Zaferler Elde Etmiş Büyük Bir Takım…
Yakın Doğu Üniversitesi’nin, bir Kıbrıs takımı olduğunu ve kendini Türkiye birinci ligine ulaştırmış bir takım olduğunu belirten Sandrine Gruda, takımın kupa üstüne kupa kazanarak zaferler serisine ulaştığını belirtti.
“İlk sezonuna muhteşem bir başlangıç yapıp 2016 – 2017 sezonunda Avrupa Kupasına katılmaya hak kazandı. Sonrası ise tam bir zaferler serisi, takım kupa üstüne kupa kazanarak, Avrupa kupasını elde etmiş, zaferlere ulaşıp şampiyon unvanını aldı. Bu sezon (2017-2018) Cumhurbaşkanlığı kupasını da kazandı. Şimdi de Türkiye liginin ve Euroleauge’in zirvesindeyiz. Tam bir rüya… Takıma gelir gelmez ilk mücadelemde deplasmanda ev sahibi takımı 56 sayı farkla 94-38 ezip geçtik.

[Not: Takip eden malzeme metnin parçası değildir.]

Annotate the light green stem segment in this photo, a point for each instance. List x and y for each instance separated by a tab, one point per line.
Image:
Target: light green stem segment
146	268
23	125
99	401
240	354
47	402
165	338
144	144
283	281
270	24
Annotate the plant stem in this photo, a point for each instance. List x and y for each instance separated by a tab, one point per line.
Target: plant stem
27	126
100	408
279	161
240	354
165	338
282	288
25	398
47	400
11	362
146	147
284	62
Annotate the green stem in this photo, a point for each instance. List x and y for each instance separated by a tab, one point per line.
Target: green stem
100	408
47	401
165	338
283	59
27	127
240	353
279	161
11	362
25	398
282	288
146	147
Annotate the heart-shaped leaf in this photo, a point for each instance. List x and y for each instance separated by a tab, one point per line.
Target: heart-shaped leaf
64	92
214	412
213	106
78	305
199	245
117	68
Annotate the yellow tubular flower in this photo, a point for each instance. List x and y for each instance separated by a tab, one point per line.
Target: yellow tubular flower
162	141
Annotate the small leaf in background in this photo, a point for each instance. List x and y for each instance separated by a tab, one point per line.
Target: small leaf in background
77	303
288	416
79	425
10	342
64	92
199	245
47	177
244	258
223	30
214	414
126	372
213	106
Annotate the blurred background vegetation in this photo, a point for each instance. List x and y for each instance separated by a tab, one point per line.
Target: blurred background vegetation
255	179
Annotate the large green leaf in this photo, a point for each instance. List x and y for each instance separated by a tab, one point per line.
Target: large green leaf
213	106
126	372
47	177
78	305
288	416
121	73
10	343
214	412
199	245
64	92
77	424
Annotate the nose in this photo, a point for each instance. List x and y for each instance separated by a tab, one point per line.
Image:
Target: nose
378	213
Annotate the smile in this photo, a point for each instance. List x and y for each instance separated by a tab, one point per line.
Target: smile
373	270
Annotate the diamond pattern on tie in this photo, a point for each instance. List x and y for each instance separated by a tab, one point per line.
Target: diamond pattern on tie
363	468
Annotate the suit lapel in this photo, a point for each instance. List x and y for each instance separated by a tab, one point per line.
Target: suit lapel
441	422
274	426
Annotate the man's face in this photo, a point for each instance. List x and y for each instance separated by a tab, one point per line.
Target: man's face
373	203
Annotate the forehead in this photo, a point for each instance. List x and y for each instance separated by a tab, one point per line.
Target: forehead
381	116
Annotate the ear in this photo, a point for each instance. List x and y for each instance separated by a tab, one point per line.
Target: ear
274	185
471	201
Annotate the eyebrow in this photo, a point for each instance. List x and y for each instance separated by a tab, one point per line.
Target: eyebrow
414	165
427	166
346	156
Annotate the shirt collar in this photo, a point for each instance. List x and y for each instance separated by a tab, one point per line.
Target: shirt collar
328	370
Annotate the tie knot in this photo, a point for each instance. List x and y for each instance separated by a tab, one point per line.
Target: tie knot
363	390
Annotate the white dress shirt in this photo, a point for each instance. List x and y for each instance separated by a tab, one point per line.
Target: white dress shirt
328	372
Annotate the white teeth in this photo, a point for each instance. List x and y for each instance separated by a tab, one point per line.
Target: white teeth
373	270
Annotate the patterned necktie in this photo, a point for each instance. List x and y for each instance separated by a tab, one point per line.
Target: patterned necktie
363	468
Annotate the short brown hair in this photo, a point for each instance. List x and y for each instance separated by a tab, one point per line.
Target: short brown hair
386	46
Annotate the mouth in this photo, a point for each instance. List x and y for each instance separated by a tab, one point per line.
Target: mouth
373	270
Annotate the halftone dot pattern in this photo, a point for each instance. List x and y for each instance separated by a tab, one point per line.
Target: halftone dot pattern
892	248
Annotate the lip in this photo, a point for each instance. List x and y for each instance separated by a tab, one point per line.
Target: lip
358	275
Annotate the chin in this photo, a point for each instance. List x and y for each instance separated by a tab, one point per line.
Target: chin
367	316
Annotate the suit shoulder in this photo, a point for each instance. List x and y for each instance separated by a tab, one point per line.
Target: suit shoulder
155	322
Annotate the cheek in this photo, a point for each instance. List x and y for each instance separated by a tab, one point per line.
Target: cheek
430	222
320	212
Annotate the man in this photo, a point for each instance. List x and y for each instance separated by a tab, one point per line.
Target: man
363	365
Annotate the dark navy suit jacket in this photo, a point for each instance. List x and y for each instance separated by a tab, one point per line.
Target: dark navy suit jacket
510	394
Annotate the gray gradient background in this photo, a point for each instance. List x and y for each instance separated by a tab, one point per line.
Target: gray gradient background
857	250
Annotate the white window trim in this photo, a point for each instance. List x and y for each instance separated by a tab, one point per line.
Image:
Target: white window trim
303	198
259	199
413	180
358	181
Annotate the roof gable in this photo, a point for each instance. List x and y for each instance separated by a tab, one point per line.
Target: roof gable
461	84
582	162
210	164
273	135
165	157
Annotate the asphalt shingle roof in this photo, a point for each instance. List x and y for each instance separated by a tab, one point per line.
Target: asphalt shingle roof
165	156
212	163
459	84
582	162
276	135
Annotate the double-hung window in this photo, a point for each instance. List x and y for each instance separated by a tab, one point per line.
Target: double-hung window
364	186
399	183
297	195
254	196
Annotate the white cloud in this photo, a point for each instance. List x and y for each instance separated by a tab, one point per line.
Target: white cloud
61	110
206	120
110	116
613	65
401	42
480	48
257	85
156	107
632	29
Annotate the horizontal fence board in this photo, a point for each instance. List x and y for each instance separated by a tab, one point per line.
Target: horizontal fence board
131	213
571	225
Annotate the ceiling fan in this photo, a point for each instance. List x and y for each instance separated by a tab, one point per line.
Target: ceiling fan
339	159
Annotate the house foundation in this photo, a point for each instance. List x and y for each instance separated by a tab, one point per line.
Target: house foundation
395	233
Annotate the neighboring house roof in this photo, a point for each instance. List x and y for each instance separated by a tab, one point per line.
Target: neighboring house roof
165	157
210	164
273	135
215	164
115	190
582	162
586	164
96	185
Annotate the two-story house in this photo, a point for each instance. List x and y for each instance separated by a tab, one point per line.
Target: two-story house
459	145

Burada 21 sayı, 11 ribaunt elde etmem doğru bir tempoda olduğumun göstergesiydi.
“Binbir Gece Masalları Gibi…”
Sandrine Gruda, Türkiye’nin kadın basketbolunun en üst seviyede oynandığı ülkelerden biri olduğunu nitelerken, “Yakın Doğu Üniversitesi 13 yıllık kariyerimde bugüne kadar gördüğüm en profesyonel Avrupa kulübü” dedi.
Gruda; “Güçlü bir takımın formasını giymenin mutluluğunu yaşıyorum. Kendimi hem Amerikan yaklaşımındaki bireysel gelişim, mutlak pozitiflik, yoğun emek ve çalışma temposuyla, hem de Avrupa’nın birlik ruhu içerisinde topu paylaşan oyunu zeka ve mantıkla götüren bir ortamda görüyorum. Böylece kendimi özel hissetmeye başladım. Binbir gece masallarındaki gibi gelecek bana binlerce vaatte bulunuyor. Kariyerimin en güzel dönemlerinden birini tecrübe ediyorum.” dedi.